Carlos February 2nd, 2010

El sendero a ratos no parecía tal, había que intuir mucho por donde seguir. Las ramas de los árboles habían crecido de tal manera que lo tapaban parcialmente, no obstante a veces se abría tanto que parecía que terminaba en un simple claro. Afortunadamente, la intuición de los dos funcionaba y avanzaban a buen paso, incluso se permitían el lujo de ir comiendo las dos barritas energéticas que habían dejado fuera.

Anduvieron unos 15 minutos con una mezcla de sensaciones, por un lado la emoción por avanzar hacía algo que desconocían, últimamente se tiene tanta información que no es una sensación frecuente, y por otro la sensación de extrañeza por estar siguiendo algo parecido a un sendero hacía un lugar desconocido alargando la ruta del día y que muy probablemente no aportaría nada especial
Sebas, que iba primero, se paró en seco e hizo a Toni apartarse a un lado para no arrollarlo. Levantaron la vista y supieron que habían llegado al final del sendero, miraban asombrados, no esperaban encontrar aquello.

- ¿Qué es esto?

- Parece una ermita, pero ¿cómo es posible que haya una ermita aquí y no aparezca en el mapa topográfico nacional? – Toni se mostraba casi indignado.

- Estas cosas pasan, quizá sea de reciente construcción y no les haya dado tiempo a incluirlo en esta edición. O simplemente, no siguieron el sendero, supondrían que no habría nada más, o incluso se pudo acabar el dinero para pagar a los responsables de cartografiar la zona, ¡qué se yo! – le contestó Sebas.
Rodearon la pequeña construcción buscando algún dato sobre la misteriosa ermita. Lo hacían por motivos muy diferentes, mientras Sebas lo hacía por curiosidad, Toni lo hacía por completar los datos técnicos en su cuaderno.

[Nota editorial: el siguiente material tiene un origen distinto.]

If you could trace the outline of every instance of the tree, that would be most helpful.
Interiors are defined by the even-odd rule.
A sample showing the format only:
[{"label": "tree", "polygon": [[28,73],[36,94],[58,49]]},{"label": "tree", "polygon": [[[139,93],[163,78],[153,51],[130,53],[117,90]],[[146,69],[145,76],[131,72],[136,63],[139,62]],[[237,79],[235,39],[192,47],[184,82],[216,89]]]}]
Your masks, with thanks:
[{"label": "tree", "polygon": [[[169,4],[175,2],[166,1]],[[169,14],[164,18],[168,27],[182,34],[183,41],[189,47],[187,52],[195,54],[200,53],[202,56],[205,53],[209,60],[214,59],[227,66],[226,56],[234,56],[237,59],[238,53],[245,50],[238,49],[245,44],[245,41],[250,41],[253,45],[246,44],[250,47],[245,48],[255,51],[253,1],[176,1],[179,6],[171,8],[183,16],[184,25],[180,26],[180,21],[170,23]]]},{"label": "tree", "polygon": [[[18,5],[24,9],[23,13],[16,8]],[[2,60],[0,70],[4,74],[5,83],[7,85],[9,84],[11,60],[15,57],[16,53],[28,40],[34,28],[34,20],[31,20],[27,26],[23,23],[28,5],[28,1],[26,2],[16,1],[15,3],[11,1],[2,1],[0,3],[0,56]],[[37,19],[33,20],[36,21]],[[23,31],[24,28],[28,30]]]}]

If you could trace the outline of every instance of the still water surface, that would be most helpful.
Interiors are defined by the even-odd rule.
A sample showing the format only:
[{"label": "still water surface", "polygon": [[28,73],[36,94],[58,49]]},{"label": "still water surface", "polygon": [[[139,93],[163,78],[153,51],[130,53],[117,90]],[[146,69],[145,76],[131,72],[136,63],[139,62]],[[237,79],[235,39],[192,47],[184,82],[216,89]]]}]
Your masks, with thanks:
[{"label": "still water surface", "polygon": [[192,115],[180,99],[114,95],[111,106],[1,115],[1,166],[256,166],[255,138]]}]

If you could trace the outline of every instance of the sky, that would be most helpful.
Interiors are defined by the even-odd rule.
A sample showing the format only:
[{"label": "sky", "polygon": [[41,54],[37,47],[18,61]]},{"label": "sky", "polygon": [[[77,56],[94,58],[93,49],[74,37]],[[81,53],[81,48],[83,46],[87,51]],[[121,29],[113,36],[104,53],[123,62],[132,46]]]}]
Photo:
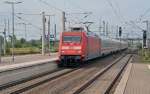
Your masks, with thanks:
[{"label": "sky", "polygon": [[[110,34],[116,33],[116,27],[122,26],[124,36],[141,37],[141,29],[145,29],[144,20],[150,19],[150,0],[0,0],[0,32],[3,32],[4,23],[10,21],[11,34],[11,5],[5,1],[21,1],[15,5],[15,35],[18,38],[25,37],[24,25],[26,23],[27,38],[39,39],[42,34],[43,11],[51,16],[51,34],[54,24],[57,25],[57,34],[61,31],[61,13],[66,13],[66,19],[74,25],[75,22],[94,22],[90,26],[91,31],[98,31],[102,21],[108,22]],[[88,17],[82,14],[91,12]],[[18,14],[22,13],[22,14]],[[34,14],[34,15],[33,15]],[[140,16],[141,17],[140,21]],[[21,18],[21,19],[19,19]],[[48,20],[48,18],[46,18]],[[69,23],[66,23],[67,25]],[[139,27],[138,27],[139,26]],[[112,34],[113,34],[112,33]],[[9,34],[7,32],[7,34]]]}]

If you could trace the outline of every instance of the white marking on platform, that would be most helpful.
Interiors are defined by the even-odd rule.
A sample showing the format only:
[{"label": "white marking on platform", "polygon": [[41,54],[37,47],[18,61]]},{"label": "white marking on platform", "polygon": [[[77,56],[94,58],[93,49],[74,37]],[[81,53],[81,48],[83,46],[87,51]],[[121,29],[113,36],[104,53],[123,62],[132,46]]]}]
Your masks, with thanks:
[{"label": "white marking on platform", "polygon": [[148,65],[148,68],[150,69],[150,65]]}]

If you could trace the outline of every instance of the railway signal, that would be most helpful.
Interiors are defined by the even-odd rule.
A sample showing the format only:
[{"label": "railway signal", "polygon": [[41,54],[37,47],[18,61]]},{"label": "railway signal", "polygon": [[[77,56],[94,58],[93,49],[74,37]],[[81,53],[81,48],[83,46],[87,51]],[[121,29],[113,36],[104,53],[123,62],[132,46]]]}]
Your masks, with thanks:
[{"label": "railway signal", "polygon": [[122,35],[122,27],[119,27],[119,37]]},{"label": "railway signal", "polygon": [[143,30],[143,48],[146,48],[147,31]]}]

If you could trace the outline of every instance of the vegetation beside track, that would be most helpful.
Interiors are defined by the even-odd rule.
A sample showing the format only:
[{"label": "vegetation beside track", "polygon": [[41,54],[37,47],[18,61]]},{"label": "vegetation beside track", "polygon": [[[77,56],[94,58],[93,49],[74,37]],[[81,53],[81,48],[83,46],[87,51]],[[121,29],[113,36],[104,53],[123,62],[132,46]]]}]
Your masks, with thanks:
[{"label": "vegetation beside track", "polygon": [[[15,37],[15,48],[14,48],[14,54],[15,55],[24,55],[24,54],[38,54],[41,53],[41,46],[42,42],[41,39],[39,40],[25,40],[24,38],[17,39]],[[52,41],[50,43],[50,52],[57,52],[58,51],[58,44],[59,42]],[[48,44],[45,45],[46,47],[46,52],[49,52],[48,49]],[[6,42],[6,54],[3,54],[2,50],[2,55],[3,56],[9,56],[12,53],[12,43],[11,41]]]}]

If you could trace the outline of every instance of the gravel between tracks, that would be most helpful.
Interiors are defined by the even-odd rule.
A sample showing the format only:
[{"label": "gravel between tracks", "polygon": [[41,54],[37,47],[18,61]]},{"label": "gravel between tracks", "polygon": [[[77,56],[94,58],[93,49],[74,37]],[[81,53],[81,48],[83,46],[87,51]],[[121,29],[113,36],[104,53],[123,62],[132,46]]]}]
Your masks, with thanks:
[{"label": "gravel between tracks", "polygon": [[[116,58],[119,56],[118,54]],[[112,63],[116,58],[107,57],[104,60],[97,61],[88,67],[83,67],[77,72],[64,75],[58,79],[33,88],[24,94],[72,94],[72,92],[89,80],[95,73]]]}]

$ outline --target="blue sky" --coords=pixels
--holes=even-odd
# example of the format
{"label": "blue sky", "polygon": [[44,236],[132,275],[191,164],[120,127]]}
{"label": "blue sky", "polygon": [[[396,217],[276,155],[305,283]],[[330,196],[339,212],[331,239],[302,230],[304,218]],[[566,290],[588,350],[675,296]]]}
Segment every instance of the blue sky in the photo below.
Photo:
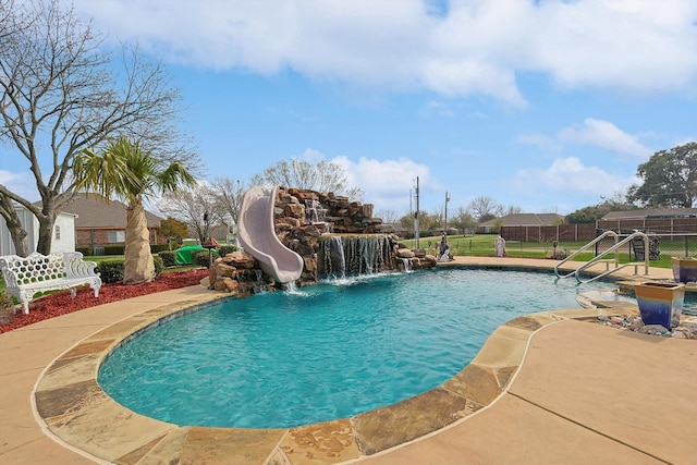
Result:
{"label": "blue sky", "polygon": [[[697,139],[697,2],[80,0],[161,59],[209,178],[340,163],[376,210],[570,213]],[[7,170],[7,169],[5,169]],[[4,171],[5,178],[22,170]]]}

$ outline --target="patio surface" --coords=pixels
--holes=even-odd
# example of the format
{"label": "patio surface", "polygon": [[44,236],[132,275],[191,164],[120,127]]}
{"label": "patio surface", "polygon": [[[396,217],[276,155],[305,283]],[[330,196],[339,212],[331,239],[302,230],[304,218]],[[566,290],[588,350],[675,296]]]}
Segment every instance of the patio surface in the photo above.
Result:
{"label": "patio surface", "polygon": [[[631,271],[623,277],[637,278]],[[671,271],[651,269],[650,278]],[[99,389],[99,360],[121,339],[220,296],[186,287],[0,334],[0,464],[692,464],[697,456],[697,341],[585,321],[629,307],[516,318],[442,387],[299,428],[178,427],[127,411]]]}

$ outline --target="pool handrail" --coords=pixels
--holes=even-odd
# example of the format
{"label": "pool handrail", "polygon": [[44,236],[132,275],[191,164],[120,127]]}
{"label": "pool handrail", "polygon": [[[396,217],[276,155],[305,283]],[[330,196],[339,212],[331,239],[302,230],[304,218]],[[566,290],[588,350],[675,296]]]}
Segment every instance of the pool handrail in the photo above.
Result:
{"label": "pool handrail", "polygon": [[[560,274],[560,267],[563,264],[565,264],[566,261],[568,261],[570,259],[572,259],[573,257],[575,257],[579,253],[586,250],[588,247],[597,244],[598,242],[602,241],[604,237],[608,237],[608,236],[612,236],[614,238],[614,245],[612,247],[610,247],[607,250],[600,253],[599,255],[597,255],[592,259],[586,261],[584,265],[582,265],[580,267],[578,267],[574,271],[571,271],[571,272],[568,272],[566,274]],[[557,264],[557,266],[554,267],[554,276],[557,276],[558,279],[568,278],[568,277],[573,276],[573,277],[576,278],[576,281],[578,281],[579,284],[583,284],[583,283],[595,281],[595,280],[600,279],[600,278],[604,278],[610,273],[613,273],[613,272],[615,272],[617,270],[621,270],[623,268],[631,267],[631,266],[634,267],[634,273],[637,274],[638,273],[637,267],[639,267],[641,265],[644,265],[644,274],[648,276],[649,274],[649,237],[648,237],[648,235],[646,235],[643,232],[636,231],[636,232],[629,234],[627,237],[625,237],[624,240],[622,240],[620,242],[617,242],[617,237],[619,237],[619,235],[614,231],[606,231],[604,233],[600,234],[598,237],[596,237],[595,240],[592,240],[588,244],[584,245],[578,250],[574,252],[568,257],[564,258],[559,264]],[[623,245],[629,243],[635,237],[641,237],[644,240],[644,262],[633,261],[633,262],[620,265],[620,253],[619,253],[620,247],[622,247]],[[602,258],[602,257],[604,257],[606,255],[608,255],[610,253],[614,253],[614,258],[611,258],[611,259]],[[602,272],[600,274],[597,274],[597,276],[594,276],[592,278],[587,279],[587,280],[583,280],[580,278],[580,272],[582,271],[586,270],[587,268],[590,268],[594,265],[601,264],[601,262],[606,264],[606,271],[604,272]],[[609,267],[610,264],[614,264],[614,267],[610,268]]]}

- Si es una ermita, tiene que estar construída para venerar a alguien. Si no, no es una ermita. No se lo que es, no tiene ningún cartel ni nada que indique qué es esto – dijo Sebas.

- Cierto, pero saldremos de duda – le respondió Toni, mostrándole una pequeña llave – estaba ahí, enterrada en la arena del alfeizar del ventanal, tras los barrotes.